When you exit your job, will it be with a clear conscience and with your integrity intact after organising a smooth handover, or will you just steal the stationery?
One thing Cary Cooper, professor of organisational psychology at Umist, really hates is people who use their leaving speech as a chance to settle old scores.
"I have heard so many people say really nasty things," he said. "It seems like it is being done in a humourous way, but everybody knows what is really meant and it makes you look like a much smaller person."
Behave like this when leaving your job and it will be everybody's lasting impression of you. Tempting though it may be to let things slip when you have a new job to go to, remember your professional reputation is at stake.
Like many industries, IT is close-knit and the same faces pop up time and time again. Unprofessional behaviour can cause problems later on. "One thing you should never do if you are staying in the industry is alienate people," said Cooper. "What goes around comes around."
It is not just your professional reputation that can be affected - your personal reputation can suffer as well. People hire and recommend people they like and you never know when you may need the help of a former colleague. You also do not know whose desk your CV may land on. Should it be the person from development you slagged off so memorably and publicly, your chances of an interview are less than slim.
While most employers do not expect outgoing employees to be as committed as those who are staying on, they still expect certain standards of behaviour. "I do not expect people to slog their guts out the way I do if they are leaving the company, but I do expect them to work reasonably hard," said David Tecke, IT manager at chartered accountants Lubbock Fine.
This means putting in decent hours and not going for lunch at midday and returning to the office at 3.30pm reeking of alcohol. Finish any outstanding work and ensure everything is in order for your successor. And when you are in the office, leave the stationery cupboard and IT equipment alone. "I remember a bloke who left and nicked the graphics card when he went," said Tecke. "It is a very expensive bit of kit."

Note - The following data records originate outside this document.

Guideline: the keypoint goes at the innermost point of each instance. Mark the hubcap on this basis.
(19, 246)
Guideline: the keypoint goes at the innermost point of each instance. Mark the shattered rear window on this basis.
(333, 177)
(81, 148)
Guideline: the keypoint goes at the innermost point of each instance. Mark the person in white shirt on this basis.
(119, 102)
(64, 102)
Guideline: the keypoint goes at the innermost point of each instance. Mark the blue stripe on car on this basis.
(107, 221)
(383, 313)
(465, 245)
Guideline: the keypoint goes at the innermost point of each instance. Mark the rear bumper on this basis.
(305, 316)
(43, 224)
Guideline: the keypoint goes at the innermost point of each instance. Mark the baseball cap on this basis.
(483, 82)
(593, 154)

Mike Young, human resources director of the UK, Ireland and the Nordic regions at communications network provider Avaya, said people usually want to leave on good terms. "My experience is that most people do not come into work and lord it over others," he said. "By and large, individuals do not like to go under a cloud or have their contribution criticised. Because you tend to move within the same industry and reputation is important, people do finish their tasks."

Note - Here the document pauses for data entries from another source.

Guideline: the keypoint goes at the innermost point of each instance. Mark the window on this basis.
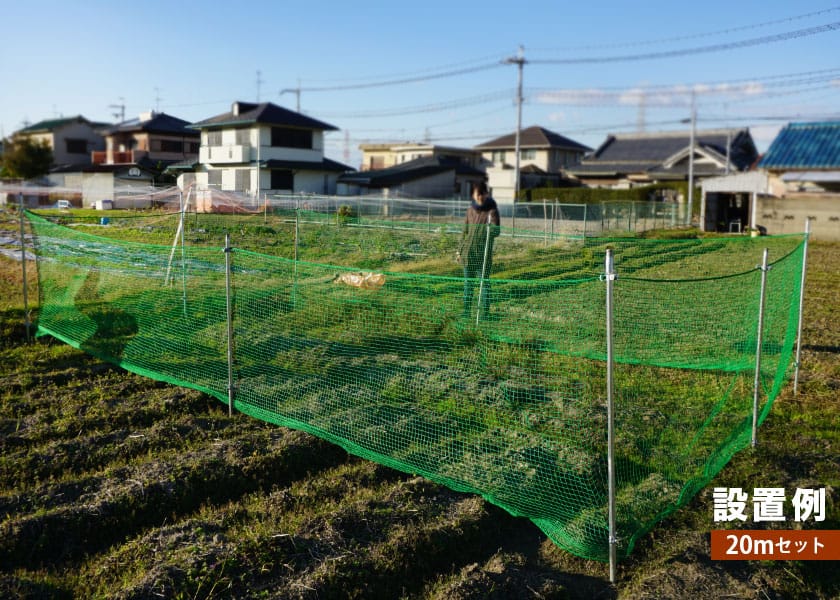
(282, 179)
(76, 146)
(243, 137)
(286, 137)
(243, 180)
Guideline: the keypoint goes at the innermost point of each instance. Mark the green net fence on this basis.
(359, 335)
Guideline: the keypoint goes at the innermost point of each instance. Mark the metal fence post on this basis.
(801, 307)
(759, 334)
(610, 277)
(26, 322)
(229, 307)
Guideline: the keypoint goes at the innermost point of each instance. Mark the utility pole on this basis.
(259, 84)
(519, 61)
(121, 107)
(690, 206)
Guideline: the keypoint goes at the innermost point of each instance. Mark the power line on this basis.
(471, 101)
(769, 39)
(403, 80)
(682, 38)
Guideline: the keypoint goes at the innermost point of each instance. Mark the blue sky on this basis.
(430, 71)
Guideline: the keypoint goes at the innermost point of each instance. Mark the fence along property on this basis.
(515, 407)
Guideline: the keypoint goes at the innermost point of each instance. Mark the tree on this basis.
(25, 159)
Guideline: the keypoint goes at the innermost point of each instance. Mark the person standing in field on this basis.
(475, 252)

Should you have any issues with colleagues, managers or the organisation itself, Young recommends saving any comments for the exit interview. "We run them to find out the real reason people are leaving," he said. "But do not be confrontational."
If you are not leaving of your own accord, the temptation to misbehave is even greater. When companies decide to outsource their IT departments it can have serious repercussions on morale and professionalism.
Cooper said that in this scenario, IT people need to concentrate on their next career move, rather than getting even. "If you are going to be outsourced there is no point trying to fight it. Outsourcing is astronomical in IT now, so you have to think about what you are going to do with your skills and talents, rather than getting angry."
But sometimes people simply do not care what others think and see the last few days as a time for exacting revenge. "I have seen people settle old scores," said Andy Levicki, IT manager at Saab. "At one company I used to work for, I remember one person completing a lot of subscriptions for pornographic websites and giving the e-mail address of somebody he did not like.
"He had to go to the e-mail administrator and ask to change his e-mail address in the end. Another guy started leaving little time bombs on the computer network. He was the e-mail administrator and he set a program to run a month or so after he left. He programmed it so that the systems would reboot at a certain time and the program took effect when they rebooted. We could not get it going again for about a day. He had a big argument with someone before he left and that might be why he did it."
IT professionals are in a powerful situation. They have critical, company-wide tools in their hands with the potential to wreak havoc. "You can deliberately compromise a system and the change will not necessarily be noticed immediately," said Levicki. "Fortunately, it is not very common, but it does sometimes happen when people are really riled."
If you do cause serious damage to a company's ability to perform, and your previous employer can trace it to you, they could hold you liable.
Even if you do get off scot-free, people will not be impressed. Pranks like this are rarely funny for those left behind who deal with the aftermath and what you think was only a harmless jape could cause a huge amount of problems for former colleagues.
This is partly why some employers grant "gardening leave" to outgoing staff. Gardening leave is when you work your notice and continue drawing your salary, but do not have to go into work. Employers are most likely to grant gardening leave to IT professionals who are party to sensitive company information or are moving to a competitor. If this is your lucky lot, there is nothing to worry about - kick back, enjoy what is basically a paid holiday, and put any grievances about your former company behind you.
What not to do
- Settle old scores with colleagues
- Deliberately compromise the company's IT systems
- Badmouth the company or colleagues
- Tell your boss you think he/she is incompetent
- Steal office equipment
- Pull lots of sickies
- Take three-hour lunches down the pub when everyone else is slogging their guts out.